I want to propose not using unicode_literals for this undertaking. Only a very low number of people are using Python 3.2 or older and being explicit about unicode strings makes Python code less error prone.
Accidentally upgrading docstrings and other things to unicode has very bad consequences which can go unnoticed for a really long time. I have seen people putting unicode strings into WSGI dictionaries, breaking pydoc because of unicode docstrings, Django breaking filesystem access due to accidentally using unicode paths etc.
I like the idea of python future a ton, and just started looking into it, but I am really not a fan of the idea of proposing people to use unicode literals.
So instead you suggest futurize instead adds an explicit 'u' to all unicode literals? And 'b' too presumably? This would still work on python 2.7 and python 3.3. Right?
Very strong +1.
If there's one thing I've learnt while porting things to Py3, it's that unicode_literals is a very very bad idea. You completely lose the ability to specify a native string literal, which quickly leads to API hell, since now you can't cope with APIs that migrated in Py2 to Py3 that take native strings without paying runtime costs calling functions to return native strings.
Armin, thanks very much for your proposal, and also @Julian and @faassen for your feedback.
I would be open to changing the recommendation about unicode_literals, but I would like to understand the drawbacks more first.
Thanks for the heads-up about the pydoc issue with unicode docstrings. I wasn't aware of this before. It seems that a fix was committed to branch '2.7' of Python a few days ago (http://bugs.python.org/issue1065986), but of course it would be good to warn users of Python < 2.7.7.
Django itself recommends using unicode_literals as its top porting tip for Django developers. I ported mezzanine to a Py2/3 compatible codebase using unicode_literals. I saw some problems with Django 1.4.x (broken handling of unicode cookie keys), but these seemed to be fixed in 1.5. The whole process was mostly smooth and the diff is definitely smaller than it would have been with explicit u'' prefixes. The final codebase is also very clean; for instance, it requires only one code block like this:
across the entire project. I believe the final codebase is simpler and cleaner than it would have been with explicit u'' prefixes everywhere, but I don't have hard evidence for this since I didn't also try a port using the other approach for comparison.

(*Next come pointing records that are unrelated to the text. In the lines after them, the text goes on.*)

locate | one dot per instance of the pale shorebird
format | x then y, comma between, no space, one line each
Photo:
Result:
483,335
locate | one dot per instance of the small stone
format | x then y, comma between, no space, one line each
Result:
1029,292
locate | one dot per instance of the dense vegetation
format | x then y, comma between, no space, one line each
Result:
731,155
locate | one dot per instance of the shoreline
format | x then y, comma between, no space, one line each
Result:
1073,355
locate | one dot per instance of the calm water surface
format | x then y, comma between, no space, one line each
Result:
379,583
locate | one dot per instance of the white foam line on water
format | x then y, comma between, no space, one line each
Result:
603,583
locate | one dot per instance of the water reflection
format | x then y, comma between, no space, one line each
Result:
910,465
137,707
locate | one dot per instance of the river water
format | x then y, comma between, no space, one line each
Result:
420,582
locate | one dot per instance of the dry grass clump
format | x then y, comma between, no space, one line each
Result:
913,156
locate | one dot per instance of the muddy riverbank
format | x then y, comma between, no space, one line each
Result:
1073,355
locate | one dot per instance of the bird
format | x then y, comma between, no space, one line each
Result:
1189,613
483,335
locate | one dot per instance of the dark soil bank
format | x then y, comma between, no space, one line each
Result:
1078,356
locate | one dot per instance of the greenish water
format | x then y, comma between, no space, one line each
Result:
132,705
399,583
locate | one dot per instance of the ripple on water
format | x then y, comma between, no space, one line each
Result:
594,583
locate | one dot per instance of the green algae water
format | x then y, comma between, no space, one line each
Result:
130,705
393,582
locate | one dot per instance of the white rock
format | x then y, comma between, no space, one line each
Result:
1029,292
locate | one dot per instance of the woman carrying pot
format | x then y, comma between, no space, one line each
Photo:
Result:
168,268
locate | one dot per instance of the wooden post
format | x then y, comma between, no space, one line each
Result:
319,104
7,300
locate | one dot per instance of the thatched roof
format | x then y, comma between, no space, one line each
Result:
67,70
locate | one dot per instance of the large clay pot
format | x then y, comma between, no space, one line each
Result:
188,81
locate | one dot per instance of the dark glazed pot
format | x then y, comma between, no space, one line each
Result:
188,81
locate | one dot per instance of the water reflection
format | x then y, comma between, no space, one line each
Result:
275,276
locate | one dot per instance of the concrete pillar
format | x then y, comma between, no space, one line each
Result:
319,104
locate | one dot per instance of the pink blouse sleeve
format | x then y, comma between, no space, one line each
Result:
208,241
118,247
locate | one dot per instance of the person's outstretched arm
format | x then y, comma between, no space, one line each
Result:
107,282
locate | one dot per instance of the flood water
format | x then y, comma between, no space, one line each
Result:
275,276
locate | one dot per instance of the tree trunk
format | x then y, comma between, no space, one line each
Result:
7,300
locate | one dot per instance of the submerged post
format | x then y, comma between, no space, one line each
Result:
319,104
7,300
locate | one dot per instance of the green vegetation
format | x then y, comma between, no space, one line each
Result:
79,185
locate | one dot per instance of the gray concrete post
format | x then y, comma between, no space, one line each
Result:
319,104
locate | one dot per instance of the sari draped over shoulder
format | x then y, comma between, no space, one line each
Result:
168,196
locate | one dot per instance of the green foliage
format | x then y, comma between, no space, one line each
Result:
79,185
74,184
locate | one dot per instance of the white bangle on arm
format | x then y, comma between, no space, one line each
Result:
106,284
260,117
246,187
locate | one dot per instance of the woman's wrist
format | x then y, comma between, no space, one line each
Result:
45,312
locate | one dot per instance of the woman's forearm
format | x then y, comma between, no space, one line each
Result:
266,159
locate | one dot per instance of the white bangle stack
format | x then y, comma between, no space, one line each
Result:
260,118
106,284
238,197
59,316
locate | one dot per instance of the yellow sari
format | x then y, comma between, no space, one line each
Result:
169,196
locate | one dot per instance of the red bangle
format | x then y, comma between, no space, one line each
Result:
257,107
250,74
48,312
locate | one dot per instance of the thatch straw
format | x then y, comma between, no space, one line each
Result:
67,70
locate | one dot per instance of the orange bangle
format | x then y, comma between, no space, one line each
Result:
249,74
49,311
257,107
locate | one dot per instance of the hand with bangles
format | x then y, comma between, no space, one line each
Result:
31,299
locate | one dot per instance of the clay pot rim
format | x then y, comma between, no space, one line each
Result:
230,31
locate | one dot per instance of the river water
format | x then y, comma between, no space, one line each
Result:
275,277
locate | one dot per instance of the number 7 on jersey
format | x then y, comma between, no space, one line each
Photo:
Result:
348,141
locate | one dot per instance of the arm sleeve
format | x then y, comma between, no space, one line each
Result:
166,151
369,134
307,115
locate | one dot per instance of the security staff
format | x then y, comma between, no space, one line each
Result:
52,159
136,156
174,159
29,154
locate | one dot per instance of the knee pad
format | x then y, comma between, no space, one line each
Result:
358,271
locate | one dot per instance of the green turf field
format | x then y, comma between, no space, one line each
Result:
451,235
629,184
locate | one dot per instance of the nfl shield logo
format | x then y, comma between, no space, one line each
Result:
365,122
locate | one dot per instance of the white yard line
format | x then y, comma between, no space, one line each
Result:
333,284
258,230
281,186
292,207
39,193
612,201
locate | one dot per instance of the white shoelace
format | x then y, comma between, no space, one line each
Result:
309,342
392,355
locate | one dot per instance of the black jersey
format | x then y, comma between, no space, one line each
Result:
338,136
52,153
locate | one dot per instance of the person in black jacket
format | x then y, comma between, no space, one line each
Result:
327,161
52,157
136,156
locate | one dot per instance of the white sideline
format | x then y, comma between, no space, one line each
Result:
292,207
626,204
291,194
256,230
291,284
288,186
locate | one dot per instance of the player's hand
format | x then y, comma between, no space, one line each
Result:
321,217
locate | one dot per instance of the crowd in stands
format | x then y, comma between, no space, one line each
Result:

The performance hit of converting unicode literals to native strings when they really are needed is a fair point. The docs can definitely point this out as a drawback. I would also like to know which APIs require a native string. I previously started compiling a reference list of such cases here. Certainly more could be added. I think it is helpful to name and shame any API incompatibilities explicitly, whether unicode-related or not.
A major goal for future is to allow portable codebases to be as clean and maintainable as possible, with the philosophy of using Python 3 idioms wherever possible -- so as not to make the code uglier just to support Python 2. But correctness is an even more important goal, so this is worth more discussion. @faassen: Yes, the decision is primarily about the default behaviour of the futurize script. (I don't think this decision affects the future package itself.)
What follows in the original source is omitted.